Tell us a little about your background and journey as an artist:
I think my journey started very early on, as a kid who liked to draw and do things with my hands, but I didn’t start taking this seriously as a career option until I graduated from architecture school. Since then, I have been letting my work take various forms and exist in many different ways. I gradually found a visual language that I enjoy using and developing, but I like to work in many different formats, from cartoons to textiles to murals.
What is your latest work, The dancers’ garden, about?
The dancers’ garden is an interactive installation in the garden of The Mosaic Rooms, set up for children to play and explore. The artwork is inspired by my fictional tale of two dancers who, from a place near the river Nile, traveled across many countries following a singing bird that finally led them to a beautiful garden, where they settled down and hung their instruments around the garden’s fence. There, they were able to share their music and art with everyone who would visit. I wanted the artwork to have a story that would help children engage with it and encourage their creativity.

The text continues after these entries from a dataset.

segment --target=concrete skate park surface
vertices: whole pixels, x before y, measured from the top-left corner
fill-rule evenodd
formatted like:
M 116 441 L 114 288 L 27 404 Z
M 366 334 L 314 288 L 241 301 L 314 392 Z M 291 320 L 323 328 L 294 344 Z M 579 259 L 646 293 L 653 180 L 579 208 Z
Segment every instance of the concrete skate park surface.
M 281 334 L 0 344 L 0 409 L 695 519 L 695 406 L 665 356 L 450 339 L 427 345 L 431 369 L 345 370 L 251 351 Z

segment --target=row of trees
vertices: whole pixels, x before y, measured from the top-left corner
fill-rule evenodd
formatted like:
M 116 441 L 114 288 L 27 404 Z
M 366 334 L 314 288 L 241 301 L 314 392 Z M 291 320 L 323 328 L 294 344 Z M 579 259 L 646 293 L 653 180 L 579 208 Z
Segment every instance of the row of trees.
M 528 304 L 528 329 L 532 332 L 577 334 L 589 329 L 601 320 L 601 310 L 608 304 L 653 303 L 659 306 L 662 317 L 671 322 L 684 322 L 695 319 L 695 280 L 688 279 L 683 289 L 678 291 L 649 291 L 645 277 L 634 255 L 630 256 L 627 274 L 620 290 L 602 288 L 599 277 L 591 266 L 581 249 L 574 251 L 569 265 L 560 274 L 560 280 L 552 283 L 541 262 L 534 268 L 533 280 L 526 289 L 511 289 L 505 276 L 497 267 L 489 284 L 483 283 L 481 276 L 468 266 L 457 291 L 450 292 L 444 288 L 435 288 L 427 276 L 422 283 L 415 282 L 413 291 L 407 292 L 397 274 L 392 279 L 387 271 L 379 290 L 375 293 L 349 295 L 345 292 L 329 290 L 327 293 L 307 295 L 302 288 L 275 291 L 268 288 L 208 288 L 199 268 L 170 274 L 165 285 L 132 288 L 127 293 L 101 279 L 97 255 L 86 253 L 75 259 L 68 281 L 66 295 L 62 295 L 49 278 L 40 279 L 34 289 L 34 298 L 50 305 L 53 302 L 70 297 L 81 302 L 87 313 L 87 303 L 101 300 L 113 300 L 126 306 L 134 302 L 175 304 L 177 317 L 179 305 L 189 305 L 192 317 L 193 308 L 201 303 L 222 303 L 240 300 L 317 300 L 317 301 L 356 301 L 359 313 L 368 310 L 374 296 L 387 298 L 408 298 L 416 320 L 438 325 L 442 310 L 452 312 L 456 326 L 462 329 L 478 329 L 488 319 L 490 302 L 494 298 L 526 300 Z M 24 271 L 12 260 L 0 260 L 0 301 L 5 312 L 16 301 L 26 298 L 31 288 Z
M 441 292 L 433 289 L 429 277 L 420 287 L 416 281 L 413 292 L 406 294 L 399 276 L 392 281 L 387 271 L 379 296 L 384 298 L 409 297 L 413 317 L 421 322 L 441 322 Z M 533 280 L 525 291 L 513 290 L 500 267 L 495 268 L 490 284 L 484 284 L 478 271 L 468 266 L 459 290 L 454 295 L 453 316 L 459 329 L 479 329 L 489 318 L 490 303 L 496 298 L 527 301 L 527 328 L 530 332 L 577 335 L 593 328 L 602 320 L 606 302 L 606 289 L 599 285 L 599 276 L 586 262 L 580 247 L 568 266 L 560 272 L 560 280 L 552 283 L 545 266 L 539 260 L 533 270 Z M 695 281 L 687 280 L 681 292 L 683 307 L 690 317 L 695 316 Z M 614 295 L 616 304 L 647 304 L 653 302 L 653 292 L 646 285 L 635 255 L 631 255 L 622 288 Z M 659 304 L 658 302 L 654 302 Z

This was my first installation and it was very rewarding to see how my figures translate as 3D interactive objects, and to have a space utilised to tell parts of their story.
Your work gained a lot of attention during the Sudanese revolution in 2018, what was it like to be an artist in Sudan at that time?
The revolution was a great thing to witness and be part of and it allowed me to be able to display my work in more of a public setting. Murals were always something that I wanted to try out and am very grateful that my very first murals were painted during that time and allowed me to support and celebrate the women who were leading the way.